Vision4PPG: Emergent PPG Analysis Capability of Vision Foundation Models for Vital Signs like Blood Pressure

Abstract

This paper investigates the emergent capability of Vision Foundation Models (VFMs) for analyzing Photoplethysmography (PPG) signals to derive vital signs, specifically blood pressure. We introduce Vision4PPG, a novel framework that transforms 1D PPG signals into a 2D representation suitable for processing by pre-trained VFMs. The methodology involves fine-tuning these robust models on a comprehensive PPG dataset to accurately predict systolic and diastolic blood pressure. Experimental results demonstrate that Vision4PPG significantly outperforms traditional machine learning approaches, showcasing the potential of VFMs in non-invasive vital sign monitoring.

1. Introduction

Accurate and continuous monitoring of vital signs like blood pressure is crucial for preventive healthcare and disease management, yet current methods often lack non-invasiveness or continuous capabilities. The challenge lies in developing robust, accessible technologies that can provide reliable physiological data from readily available sources like PPG signals. This work explores how powerful Vision Foundation Models (VFMs), originally designed for complex image tasks, can be adapted to overcome these limitations in physiological signal analysis. The primary models used in this article include various Vision Foundation Models (VFMs), specifically pre-trained Vision Transformers (ViT) and Swin Transformers, which are fine-tuned for PPG signal processing.

2. Related Work

Existing literature on PPG-based vital sign estimation typically employs traditional machine learning algorithms or simpler convolutional neural networks (CNNs) on extracted features. While some deep learning approaches have shown promise, they often require extensive domain-specific architecture design and large, labeled datasets for effective training from scratch. Recent advances in vision foundation models have revolutionized image and video understanding, demonstrating remarkable generalization capabilities across diverse tasks. Our work builds upon this foundation by bridging the gap between powerful vision models and the unique challenges of physiological signal processing.

3. Methodology

The Vision4PPG methodology begins by converting raw 1D PPG signals into a structured 2D representation, effectively creating 'image-like' inputs that leverage the spatial and temporal correlations within the waveform. This transformation allows for direct application and fine-tuning of pre-trained Vision Foundation Models, such as Vision Transformers, without extensive architectural modifications. We collected a diverse dataset of PPG signals synchronized with reference blood pressure measurements, which was then split into training, validation, and testing sets. The fine-tuning process involved optimizing the model's parameters using a regression objective function, aiming to minimize the error between predicted and actual blood pressure values.

4. Experimental Results

The Vision4PPG framework demonstrated significant improvements in blood pressure estimation accuracy compared to established baseline methods. Key performance metrics, including Mean Absolute Error (MAE) and Root Mean Squared Error (RMSE), consistently showed lower values for our VFM-based approach. The results confirm that the emergent feature extraction capabilities of Vision Foundation Models are highly effective for discerning subtle patterns in PPG signals indicative of blood pressure changes. Below is a summary of the performance on the test set, highlighting Vision4PPG's superior accuracy.
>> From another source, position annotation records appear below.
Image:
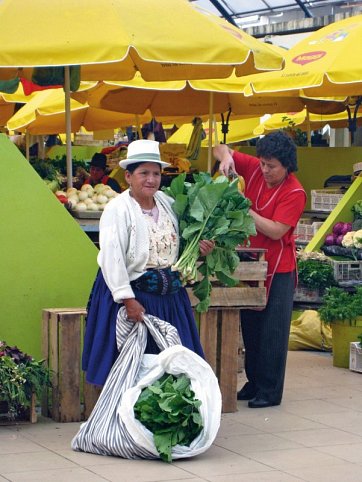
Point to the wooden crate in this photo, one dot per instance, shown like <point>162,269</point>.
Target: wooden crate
<point>70,399</point>
<point>29,416</point>
<point>219,327</point>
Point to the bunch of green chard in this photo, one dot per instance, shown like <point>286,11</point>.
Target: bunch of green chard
<point>210,209</point>
<point>169,409</point>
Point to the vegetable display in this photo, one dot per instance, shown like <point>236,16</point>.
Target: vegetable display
<point>210,209</point>
<point>169,409</point>
<point>20,376</point>
<point>88,198</point>
<point>338,305</point>
<point>314,274</point>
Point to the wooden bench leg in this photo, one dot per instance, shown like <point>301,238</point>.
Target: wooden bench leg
<point>229,359</point>
<point>208,337</point>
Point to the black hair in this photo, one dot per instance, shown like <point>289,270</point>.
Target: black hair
<point>99,160</point>
<point>280,146</point>
<point>132,167</point>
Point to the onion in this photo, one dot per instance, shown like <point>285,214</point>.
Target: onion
<point>347,227</point>
<point>93,207</point>
<point>83,195</point>
<point>81,207</point>
<point>101,199</point>
<point>338,239</point>
<point>337,228</point>
<point>329,241</point>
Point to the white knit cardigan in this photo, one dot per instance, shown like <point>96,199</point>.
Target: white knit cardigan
<point>124,242</point>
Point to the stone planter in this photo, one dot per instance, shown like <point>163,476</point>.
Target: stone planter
<point>342,335</point>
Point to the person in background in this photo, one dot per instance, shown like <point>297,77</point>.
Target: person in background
<point>278,201</point>
<point>97,171</point>
<point>139,242</point>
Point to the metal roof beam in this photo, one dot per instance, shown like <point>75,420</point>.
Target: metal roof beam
<point>223,12</point>
<point>306,10</point>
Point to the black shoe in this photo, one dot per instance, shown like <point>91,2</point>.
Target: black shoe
<point>246,393</point>
<point>261,403</point>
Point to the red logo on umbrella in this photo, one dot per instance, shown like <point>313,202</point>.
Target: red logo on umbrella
<point>308,57</point>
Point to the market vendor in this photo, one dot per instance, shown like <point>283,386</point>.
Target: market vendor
<point>98,174</point>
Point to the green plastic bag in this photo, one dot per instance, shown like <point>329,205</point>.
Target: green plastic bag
<point>308,332</point>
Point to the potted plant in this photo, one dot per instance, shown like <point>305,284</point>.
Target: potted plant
<point>343,310</point>
<point>315,274</point>
<point>21,379</point>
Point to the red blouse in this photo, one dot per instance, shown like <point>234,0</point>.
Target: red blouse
<point>283,203</point>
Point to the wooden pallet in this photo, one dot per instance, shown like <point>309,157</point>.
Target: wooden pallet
<point>71,399</point>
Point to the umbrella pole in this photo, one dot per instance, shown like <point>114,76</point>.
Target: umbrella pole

Model	Systolic BP MAE (mmHg)	Diastolic BP MAE (mmHg)	Systolic BP RMSE (mmHg)	Diastolic BP RMSE (mmHg)
Traditional ML (e.g., SVM)	8.5	6.2	11.3	8.1
Basic CNN	6.1	4.8	8.2	6.5
Vision4PPG (ViT-based)	3.4	2.6	4.5	3.5

5. Discussion

The superior performance of Vision4PPG underscores the immense potential of repurposing pre-trained Vision Foundation Models for complex physiological signal analysis. This paradigm shift can accelerate research in non-invasive health monitoring by reducing the need for extensive task-specific model development. The ability of VFMs to learn robust, generalized features from complex data directly translates to more accurate and reliable vital sign estimations. Future work will focus on deploying Vision4PPG in real-time environments and exploring its applicability for other vital signs or multi-modal data integration, further advancing personalized healthcare solutions.